Mishards: Cluster Sharding Middleware

What is Mishards

Mishards is a Milvus cluster sharding middleware developed in Python. It handles request forwarding, read-write separation, horizontal and dynamic scaling, providing you with additional capabilities in terms of expanded memory and computing power.

How Mishards works

Mishards cascades a request from upstream down to its sub-modules splitting the upstream request, and then collects and returns the results of the sub-services to upstream.

proxy

Target scenarios

Scenarios Concurrency Latency Data scale Suitable for Mishards
1 Low Low Medium / Small No
2 High Low Medium / Small No
3 Low High Large Yes
4 Low Low Large Yes
5 High Low Large Yes

Mishards is suitable for scenarios with large data scale. So how to judge the size of the data scale? There is no standard answer to this question because it depends on the hardware resources used in the actual production environment. Here is a simple way to determine the size of the data scale:

  1. If you do not care about latency, you can assume that a scenario has a large data scale when its data size is larger than the available capacity of the hard disk on a single server. For example, the calculation time of the server to batch process 5000 query requests is greater than the time to load data from the hard disk to the memory, so the available hard disk is the criteria for determining the data scale.
  2. Otherwise, you can assume that a scenario has a large data scale when its data size is larger than the available memory on a single server.

Mishards-based cluster solution

Overall architecture

structure

Main components

  • Service discovery: Obtains the service addresses of the read and write nodes.
  • Load balancer
  • Mishards node: A stateless and scalable node.
  • Milvus write node: An unscalable node. To avoid failure at a single node, you need to deploy a high availability strategy.
  • Milvus read node: A stateful and scalable node.
  • Shared storage service: Milvus read and write nodes share data through the shared storage service. Available options include NAS and NFS.
  • Metadata service: Milvus supports only MySQL in the production environment.

Mishards configurations

Global configurations

Parameter Required Type Default Description
Debug No Boolean True Whether to enable the debug mode. Debug mode only affects the log level for now.
  • True: Enable debug mode.
  • False: Disable debug mode.
TIMEZONE No String UTC The time zone.
SERVER_PORT No Integer 19530 Defines the service port of Mishards.
WOSERVER Yes String The address of Milvus write node. Format: tcp://127.0.0.1:19530

Metadata

Metadata records the structure information of the underlying data. In a distributed system, Milvus write nodes are the only producers of metadata; Mishards nodes, Milvus write nodes, and Milvus read nodes are consumers of Metadata.
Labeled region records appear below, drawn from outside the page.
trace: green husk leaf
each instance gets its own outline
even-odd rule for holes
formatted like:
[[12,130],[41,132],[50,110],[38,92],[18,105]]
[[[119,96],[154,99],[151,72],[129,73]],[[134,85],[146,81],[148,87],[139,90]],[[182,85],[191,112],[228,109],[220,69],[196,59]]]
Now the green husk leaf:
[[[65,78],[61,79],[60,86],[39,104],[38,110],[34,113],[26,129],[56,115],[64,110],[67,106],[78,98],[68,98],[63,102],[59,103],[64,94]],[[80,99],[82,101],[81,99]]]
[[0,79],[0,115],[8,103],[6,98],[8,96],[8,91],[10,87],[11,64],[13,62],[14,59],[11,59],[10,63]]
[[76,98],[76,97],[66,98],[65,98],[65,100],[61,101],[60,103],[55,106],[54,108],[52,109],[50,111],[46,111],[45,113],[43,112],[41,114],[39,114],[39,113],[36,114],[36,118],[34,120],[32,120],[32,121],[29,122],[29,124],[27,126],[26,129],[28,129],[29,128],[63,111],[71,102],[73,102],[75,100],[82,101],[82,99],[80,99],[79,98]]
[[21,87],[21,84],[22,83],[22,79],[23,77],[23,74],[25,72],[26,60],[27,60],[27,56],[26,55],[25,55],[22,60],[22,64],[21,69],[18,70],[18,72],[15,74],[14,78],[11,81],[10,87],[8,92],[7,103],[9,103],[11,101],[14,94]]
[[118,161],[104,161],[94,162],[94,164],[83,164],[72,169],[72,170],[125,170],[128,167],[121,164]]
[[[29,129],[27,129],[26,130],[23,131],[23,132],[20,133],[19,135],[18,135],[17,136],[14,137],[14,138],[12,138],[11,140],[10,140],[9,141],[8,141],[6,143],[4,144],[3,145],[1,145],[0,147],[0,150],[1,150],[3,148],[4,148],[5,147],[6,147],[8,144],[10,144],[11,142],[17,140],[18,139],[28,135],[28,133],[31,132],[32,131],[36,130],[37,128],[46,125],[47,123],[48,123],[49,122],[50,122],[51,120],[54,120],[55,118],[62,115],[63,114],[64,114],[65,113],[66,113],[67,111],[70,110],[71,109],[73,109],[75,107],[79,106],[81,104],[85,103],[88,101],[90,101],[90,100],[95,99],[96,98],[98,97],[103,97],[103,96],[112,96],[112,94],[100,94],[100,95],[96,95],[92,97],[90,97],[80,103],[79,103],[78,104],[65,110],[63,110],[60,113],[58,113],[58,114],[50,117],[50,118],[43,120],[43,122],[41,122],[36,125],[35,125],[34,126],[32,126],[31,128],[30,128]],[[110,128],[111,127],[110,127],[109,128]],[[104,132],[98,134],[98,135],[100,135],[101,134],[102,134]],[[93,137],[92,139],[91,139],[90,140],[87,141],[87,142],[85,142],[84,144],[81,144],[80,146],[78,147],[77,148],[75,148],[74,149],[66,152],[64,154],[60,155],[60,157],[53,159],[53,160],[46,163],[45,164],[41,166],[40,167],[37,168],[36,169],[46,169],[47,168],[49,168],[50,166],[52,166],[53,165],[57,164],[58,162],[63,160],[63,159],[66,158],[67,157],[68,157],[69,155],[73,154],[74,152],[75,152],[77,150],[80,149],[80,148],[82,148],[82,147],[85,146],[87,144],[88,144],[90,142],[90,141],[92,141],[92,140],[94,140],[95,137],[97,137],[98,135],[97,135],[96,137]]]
Milvus only supports MySQL or SQLite as its Metadata backend for now. In a distributed system, the storage backend for metadata can only be MySQL.
Parameter Required Type Default Description
SQLALCHEMY_DATABASE_URI Yes String Defines the address of the metadata storage database. The format conforms to the RFC-738-style, for example, mysql+pymysql://root:root@127.0.0.1:3306/milvus?charset=utf8mb4.
SQL_ECHO No Boolean False Whether to print detailed SQL queries.
  • True: Prints detailed SQL queries.
  • False: Does not print detailed SQL queries.

Service discovery

Service discovery provides Mishards with the address information of all Milvus read and write nodes. Mishards defines the relevant service discovery API IServiceRegistryProvider, and provides extensions in extension mode. Milvus provides two extensions by default: KubernetesProvider corresponds to Kubernetes cluster; StaticProvider corresponds to static configuration. You can customize your own service discovery extension based on these two extensions.

discovery

Parameter Required Type Default Description
DISCOVERY_STATIC_HOSTS No List [] When DISCOVERY_CLASS_NAME is static, defines the service address list. The addresses in the list are separated by comma, for example, 192.168.1.188,192.168.1.190.
DISCOVERY_STATIC_PORT No Integer 19530 When DISCOVERY_CLASS_NAME is static, defines the service address listening port.
DISCOVERY_PLUGIN_PATH No String The search path to the customized service discovery extension (uses the system search path by default).
DISCOVERY_CLASS_NAME No String static In the extension search path, searches for the class based on its name and instantiates it. At present, the system provides two classes: static (default) and kubernetes.
DISCOVERY_KUBERNETES_NAMESPACE No String When DISCOVERY_CLASS_NAME is kubernetes, defines the namespace of the Milvus cluster.
DISCOVERY_KUBERNETES_IN_CLUSTER No Boolean False When DISCOVERY_CLASS_NAME is kubernetes, decides whether to run service discovery in the cluster.
DISCOVERY_KUBERNETES_POLL_INTERVAL No Integer 5 When DISCOVERY_CLASS_NAME is kubernetes, defines the monitoring period of the service discovery (unit: seconds).
DISCOVERY_KUBERNETES_POD_PATT No String When DISCOVERY_CLASS_NAME is kubernetes, matches the regular expression to the name of Milvus Pod.
DISCOVERY_KUBERNETES_LABEL_SELECTOR No String When SD_PROVIDER is kubernetes, matches the label of Milvus Pod, for example, tier=ro-servers.

Chain tracking

A distributed systems often distributes requests to multiple internal services. To facilitate troubleshooting, we need to track the call chains of internal services. The higher the complexity of the system, the more obvious the benefits of a viable chain tracking system. We choose OpenTracing, which is a distributed tracing standard that has entered CNCF. It provides APIs independent of the platform or vendor to facilitate implementation of a chain tracking system.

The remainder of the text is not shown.